Computer scientists at Carnegie Mellon University have used a common deep learning method used for facial recognition and other image-based applications, and applied it to learn more about gene relationships. The scientists represented large quantities of gene expression data in a graphical form that can be analyzed by convolutional neural networks (CNNs). CNNs are excellent at analyzing visual imagery, so they can be used to make inferences about interactions between genes. The CNNs developed by the researchers are better for gene analysis than any made thus far.

A report concerning how CNNs can aid in the identification of genes related to genes and genetic and developmental pathways that drugs might target was published on Dec. 10, 2019 in The Proceedings of the National Science. Ziv Bar-Joseph, a professor of machine learning and computational biology at Carnegie Mellon, explained the applications beyond gene interactions for the new method, called CNNC. Bar-Joseph and Ye Yuan, a postdoctoral researcher in Carnegie Mellon’s Machine Learning Department, co-authored the paper.

“CNNs, which were developed a decade ago, are revolutionary. I'm still in awe of Google Photos, which uses them for facial recognition,” Bar-Joseph said in a press release. “We sometimes take this technology for granted because we use it all the time. But it's incredibly powerful and is not restricted to images. It's all a matter of how you represent your data.”

To fully comprehend human development or diseases, researchers must find out how genes work with one another in networks and complexes, as all 20,000 human genes function interconnectedly. These relationships can be inferred by observing gene expression, which represents gene activity levels in cells. For the most part, according to Yuan, if two genes are both active at the same time, they are interacting. However, it could be a mere coincidence or both could be activated by another gene.

Yuan and Bar-Joseph trained CNNs on single-cell expression data to analyze gene relationships. Single-cell expression data are taken from experiments that can discern the activity level of all genes in a given cell. The data from hundreds of thousands of these single-cell analyses were organized into a matrix or histogram. In this matrix, every cell serves as a representation of a different level of co-expression of some pair of genes. By representing the data in this manner, it more closely resembles an image, which CNNs can analyze better. The researchers used data from genes with already-established interactions to train the CNNs to detect the genes that were interacting and those that were not on the basis of the matrix’s visual patterns.
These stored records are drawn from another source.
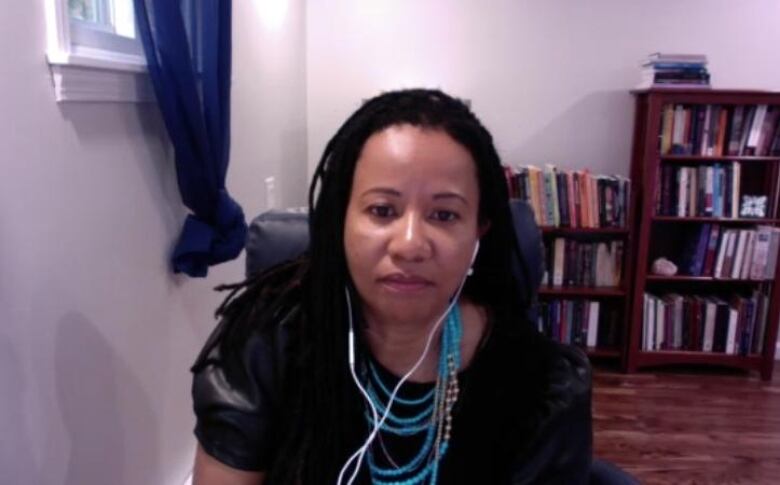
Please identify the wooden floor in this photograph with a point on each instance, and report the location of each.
(675, 428)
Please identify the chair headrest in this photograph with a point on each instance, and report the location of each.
(274, 237)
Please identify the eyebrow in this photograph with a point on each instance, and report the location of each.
(395, 193)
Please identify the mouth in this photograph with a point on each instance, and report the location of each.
(404, 283)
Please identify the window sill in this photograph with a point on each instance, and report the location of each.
(94, 75)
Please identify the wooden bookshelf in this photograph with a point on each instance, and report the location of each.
(760, 175)
(600, 213)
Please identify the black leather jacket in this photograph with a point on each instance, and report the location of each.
(524, 415)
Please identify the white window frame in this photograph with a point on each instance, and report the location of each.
(81, 73)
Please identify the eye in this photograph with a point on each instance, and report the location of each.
(445, 216)
(381, 211)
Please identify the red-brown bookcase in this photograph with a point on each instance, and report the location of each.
(651, 231)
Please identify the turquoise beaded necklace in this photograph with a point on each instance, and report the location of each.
(429, 416)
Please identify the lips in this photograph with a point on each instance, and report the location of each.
(405, 283)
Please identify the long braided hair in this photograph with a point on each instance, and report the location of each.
(318, 428)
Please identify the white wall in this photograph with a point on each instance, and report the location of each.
(96, 335)
(549, 78)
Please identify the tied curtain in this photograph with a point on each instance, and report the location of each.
(188, 51)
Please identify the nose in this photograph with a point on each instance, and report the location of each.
(410, 241)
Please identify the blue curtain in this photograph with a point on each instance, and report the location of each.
(188, 51)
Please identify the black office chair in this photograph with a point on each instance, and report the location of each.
(276, 236)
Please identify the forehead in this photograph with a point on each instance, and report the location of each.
(415, 157)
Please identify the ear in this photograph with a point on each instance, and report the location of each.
(483, 228)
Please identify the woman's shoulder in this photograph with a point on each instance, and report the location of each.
(256, 313)
(555, 369)
(238, 376)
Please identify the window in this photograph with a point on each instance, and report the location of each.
(94, 51)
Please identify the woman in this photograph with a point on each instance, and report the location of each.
(396, 350)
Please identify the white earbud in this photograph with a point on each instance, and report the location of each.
(473, 259)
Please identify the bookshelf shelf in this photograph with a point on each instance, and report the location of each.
(712, 159)
(717, 220)
(574, 291)
(603, 353)
(701, 279)
(678, 357)
(591, 231)
(704, 312)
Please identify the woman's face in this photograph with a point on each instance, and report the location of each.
(411, 223)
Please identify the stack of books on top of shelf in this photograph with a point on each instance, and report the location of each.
(578, 322)
(570, 198)
(715, 130)
(675, 71)
(721, 252)
(702, 191)
(705, 323)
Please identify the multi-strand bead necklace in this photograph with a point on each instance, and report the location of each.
(428, 418)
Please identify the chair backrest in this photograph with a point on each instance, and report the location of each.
(281, 235)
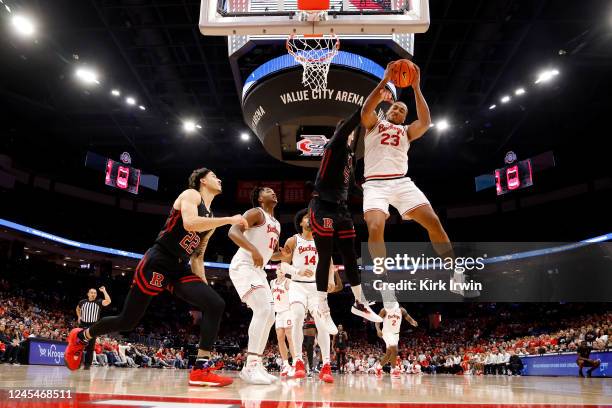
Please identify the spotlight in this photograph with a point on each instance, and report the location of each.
(547, 75)
(23, 25)
(87, 76)
(442, 125)
(189, 126)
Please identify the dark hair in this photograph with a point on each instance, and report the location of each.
(298, 219)
(255, 195)
(196, 176)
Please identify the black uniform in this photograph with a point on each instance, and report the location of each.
(330, 218)
(166, 266)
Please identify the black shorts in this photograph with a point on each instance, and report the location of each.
(158, 270)
(328, 219)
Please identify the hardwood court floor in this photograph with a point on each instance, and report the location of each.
(116, 387)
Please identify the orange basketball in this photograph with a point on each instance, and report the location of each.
(404, 73)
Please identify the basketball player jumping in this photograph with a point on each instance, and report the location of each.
(386, 163)
(330, 220)
(392, 315)
(257, 245)
(301, 251)
(175, 263)
(281, 286)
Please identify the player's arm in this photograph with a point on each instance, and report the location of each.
(197, 257)
(382, 314)
(378, 94)
(409, 318)
(418, 128)
(189, 201)
(253, 217)
(106, 301)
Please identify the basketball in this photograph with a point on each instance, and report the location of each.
(404, 73)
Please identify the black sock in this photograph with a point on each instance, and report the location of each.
(201, 362)
(81, 336)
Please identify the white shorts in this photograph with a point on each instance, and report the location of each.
(284, 319)
(305, 294)
(391, 339)
(402, 194)
(246, 278)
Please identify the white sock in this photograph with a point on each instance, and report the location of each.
(357, 293)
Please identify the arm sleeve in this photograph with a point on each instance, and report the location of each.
(344, 130)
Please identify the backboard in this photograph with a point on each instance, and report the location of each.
(280, 17)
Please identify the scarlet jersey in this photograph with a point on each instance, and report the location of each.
(280, 294)
(386, 151)
(305, 256)
(264, 237)
(392, 320)
(175, 239)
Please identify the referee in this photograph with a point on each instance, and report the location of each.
(88, 312)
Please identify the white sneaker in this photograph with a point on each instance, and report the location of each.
(266, 374)
(325, 315)
(363, 310)
(252, 375)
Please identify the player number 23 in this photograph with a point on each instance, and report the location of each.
(393, 142)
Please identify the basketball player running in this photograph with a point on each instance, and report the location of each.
(392, 315)
(281, 286)
(258, 245)
(176, 263)
(386, 148)
(301, 251)
(330, 220)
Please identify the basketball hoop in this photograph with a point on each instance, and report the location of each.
(315, 53)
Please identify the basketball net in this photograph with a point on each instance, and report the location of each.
(314, 53)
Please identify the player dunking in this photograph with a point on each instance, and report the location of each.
(257, 245)
(330, 220)
(175, 263)
(301, 251)
(392, 315)
(284, 318)
(386, 148)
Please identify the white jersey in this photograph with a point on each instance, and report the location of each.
(280, 294)
(392, 320)
(263, 237)
(305, 256)
(386, 151)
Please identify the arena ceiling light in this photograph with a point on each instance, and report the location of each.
(87, 76)
(23, 25)
(547, 75)
(442, 125)
(189, 126)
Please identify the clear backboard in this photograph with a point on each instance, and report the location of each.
(281, 17)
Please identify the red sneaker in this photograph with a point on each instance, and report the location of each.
(325, 374)
(206, 377)
(74, 351)
(300, 370)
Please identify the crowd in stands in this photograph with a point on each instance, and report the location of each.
(474, 338)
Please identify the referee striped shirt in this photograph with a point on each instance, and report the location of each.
(90, 311)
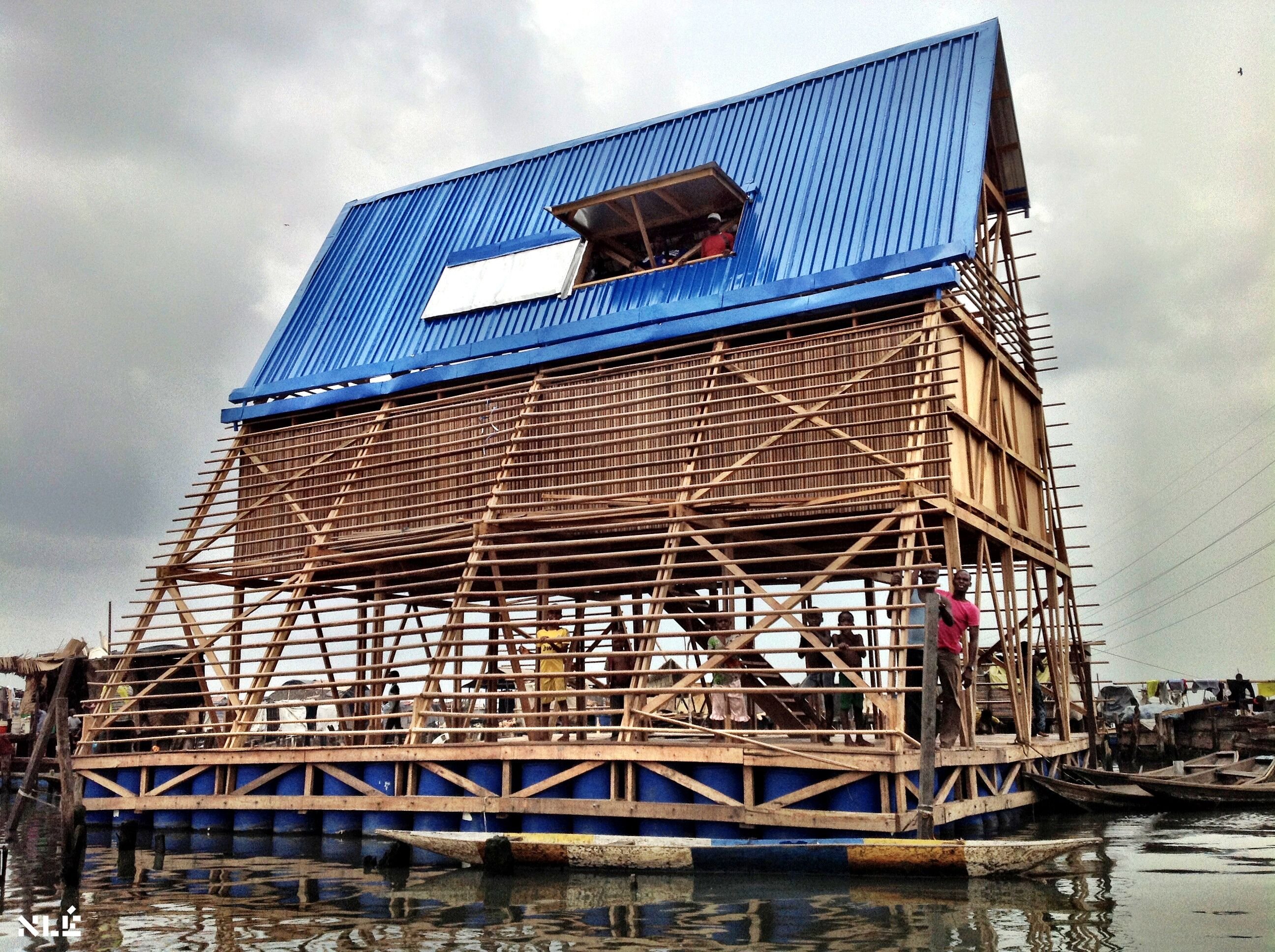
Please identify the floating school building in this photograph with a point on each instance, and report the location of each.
(529, 435)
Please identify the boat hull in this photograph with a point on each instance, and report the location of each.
(1217, 794)
(1091, 797)
(651, 853)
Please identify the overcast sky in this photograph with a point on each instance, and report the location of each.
(169, 171)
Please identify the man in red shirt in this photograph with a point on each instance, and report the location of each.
(718, 242)
(958, 620)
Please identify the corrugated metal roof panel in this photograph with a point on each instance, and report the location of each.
(874, 161)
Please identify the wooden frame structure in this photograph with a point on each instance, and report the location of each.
(408, 550)
(496, 595)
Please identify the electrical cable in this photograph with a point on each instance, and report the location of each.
(1185, 472)
(1183, 529)
(1183, 563)
(1207, 608)
(1138, 616)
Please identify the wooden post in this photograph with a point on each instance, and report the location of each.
(929, 703)
(67, 778)
(37, 750)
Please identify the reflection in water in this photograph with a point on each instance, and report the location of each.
(254, 892)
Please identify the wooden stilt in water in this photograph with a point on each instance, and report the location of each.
(37, 750)
(74, 832)
(930, 676)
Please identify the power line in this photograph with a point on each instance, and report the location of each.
(1207, 608)
(1185, 472)
(1187, 526)
(1135, 660)
(1183, 563)
(1138, 616)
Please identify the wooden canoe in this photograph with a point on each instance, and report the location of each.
(1247, 782)
(1112, 778)
(1092, 797)
(668, 853)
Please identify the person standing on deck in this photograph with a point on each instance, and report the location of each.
(958, 621)
(819, 668)
(1241, 692)
(551, 641)
(391, 710)
(718, 242)
(620, 676)
(851, 649)
(722, 679)
(916, 658)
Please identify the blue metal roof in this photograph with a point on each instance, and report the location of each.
(857, 171)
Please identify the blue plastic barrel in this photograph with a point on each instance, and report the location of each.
(296, 848)
(486, 774)
(778, 782)
(341, 849)
(171, 819)
(382, 776)
(100, 835)
(217, 843)
(533, 773)
(208, 820)
(861, 797)
(290, 821)
(98, 817)
(595, 785)
(339, 822)
(431, 821)
(130, 779)
(250, 845)
(656, 788)
(723, 778)
(254, 821)
(175, 841)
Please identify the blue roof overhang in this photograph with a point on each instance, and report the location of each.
(351, 332)
(621, 332)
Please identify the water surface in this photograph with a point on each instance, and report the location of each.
(1171, 881)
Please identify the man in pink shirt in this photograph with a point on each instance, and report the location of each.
(958, 619)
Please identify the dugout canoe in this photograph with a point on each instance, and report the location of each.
(505, 852)
(1094, 798)
(1112, 778)
(1250, 782)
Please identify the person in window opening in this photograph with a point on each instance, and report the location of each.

“It's very, very hard to distinguish between causality and correlation,” Yuan commented. While the CNNC method’s effectiveness is limited by the quantity of gene expression data available, it proved statistically more accurate than existing methods. Yuan and Bar-Joseph expect CNNC will be one of several techniques that researchers will eventually deploy in analyzing large datasets. In the future, we could see CNNCs used to discern causality in all sorts of phenomena, from social networking to financial data.